Georgia Tech: For the first two seasons and the start of this year, special teams have been one of the Yellow Jackets’ biggest problem areas. The last few games, however, it seems Georgia Tech has hit its stride on most units. While place-kicker Scott Blair missed a field goal last week, it was his first miss all year. At 9-for-10 this season, the senior has enjoyed a strong start, coming on the heels of his 4-for-4 performance against Clemson in last season’s ACC championship game. Punter Sean Poole also has played well of late, pinning opponents deep in their own territory. He punted a ball against Virginia two weeks ago that was downed on the 1.


Clemson: In recent season’s past, Clemson’s special teams was enough to strike fear in an opposing team. The main reason why? C.J. Spiller. But the former do-everything All-ACC star is no longer in upstate South Carolina, as he has headed to the NFL. But that doesn’t mean all is lost in Clemson’s punt and kick return games. Last week against Maryland, Ellington, Spiller’s offensive replacement, was inserted at kick return and took back an 87-yard jaunt that ended in a score. On punts, cornerback Marcus Gilchrist is averaging 13.0 yards per return. On field goals, Tigers place-kicker Chandler Catanzaro is 4-for-6 on the year.

EDGE: Clemson



Georgia Tech: Paul Johnson has subtly turned the Georgia Tech-Clemson rivalry into one that may be nearly as big as Georgia Tech-Georgia in importance. That’s because, he contends, his No. 1 goal each year is to win the ACC. Beating Georgia comes secondary to that objective. In order to win the ACC, each year, he has to beat a typically good Clemson team, and this season is no different. Although his troops will be on the road in a very hostile environment, Johnson, the king of leading chipped shouldered teams, likely will have his players feeling like underdogs. How his team responds to that could be the difference in this expected close contest.

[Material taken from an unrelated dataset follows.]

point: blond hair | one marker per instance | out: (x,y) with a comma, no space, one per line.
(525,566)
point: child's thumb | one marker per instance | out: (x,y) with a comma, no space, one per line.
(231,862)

Clemson: Dabo Swinney’s first game as a head coach came nearly exactly two years ago, when he took over midseason for previously excused head coach Tommy Bowden. Taking over following a drama-filled week that even had a bit of a quarterback controversy to it, he led the Tigers against a Georgia Tech team desperate to prove itself as a legitimate ACC power on the rise. This season, he will be facing a similar Yellow Jackets program. The only difference is, this year’s Georgia Tech bunch comes in riding the wave of four-straight victories and a conference title over Swinney’s group. Expect Swinney to search for that same emotion that existed two years ago at Memorial Stadium.

EDGE: Georgia Tech


Key matchups:

Offense: Georgia Tech’s tackles vs. Bowers. The intimidating 275-pound defensive end has been a sack machine this season, and has found permanent residence in a slew of opposing backfields. To keep him from Nesbitt, the Yellow Jackets’ tackles will have to bring Bowers to the ground and hold against him.


Defense: Tarrant vs. Parker. After picking off two passes last week, Tarrant will have his eyes trained this week on Parker’s every move. The quarterback’s decision-making has been questioned at times, and if the Yellow Jackets’ line can pressure him, Tarrant could have another big week.